Science: Bomb in Space

Long after midnight, bathers on Honolulu's Waikiki Beach were startled by a brilliant, soundless flash above the horizon to the southwest. The flash faded to reddish clouds that hung luminously in the night sky. Thousands of other Hawaiian residents saw it, and telephone switchboards were swamped with excited calls.

The flash was the explosion of a nuclear weapon over Johnston Island, 700 miles from Honolulu. Unquestionably, it was the highest ever exploded by the U.S. To be seen direct in Honolulu, it must have occurred many miles above the earth, and estimates put it as high as 100 miles. The AEC announced only: "the test detonation of a nuclear warhead missile." Speculation was that the warhead had been hurled aloft by the Army's Redstone missile, providing Hawaii with a preview of what the explosion will look like when an anti-missile attacks an invading missile.

The test's purpose was to find what happens when a nuclear warhead explodes in a virtual vacuum above the bulk of the atmosphere. The behavior of a nuclear explosion near sea level is known precisely. The nuclear fireball expands very fast at first, but both its temperature and pressure fall as it gets bigger. When its pressure equals that of the air, the ball stops expanding (for a megaton explosion, at a diameter of about one mile). The air also absorbs gamma and ultraviolet rays, confines radioactive particles to a comparatively small cloud.
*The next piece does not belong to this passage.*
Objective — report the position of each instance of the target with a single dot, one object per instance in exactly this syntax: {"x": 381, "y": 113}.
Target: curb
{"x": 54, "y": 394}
In space, a nuclear explosion will behave very differently. Its gamma rays will not be absorbed; traveling at the speed of light, they may do damage to humans and to delicate electrical apparatus—including missiles—miles away. Just behind them will come fast-expanding concentric shells of radioactive beta particles (electrons), alpha particles (charged helium nuclei) and neutrons. Bringing up the rear will be the hot gases of the ball of fire, which will expand indefinitely. Some of the residue of an explosion above the atmosphere will presumably shoot out of the solar system. But the amount of lethal fallout on the earth's surface will probably be negligible, since by the time the radioactive particles descend to earth, they will be widely dispersed in both time and geography.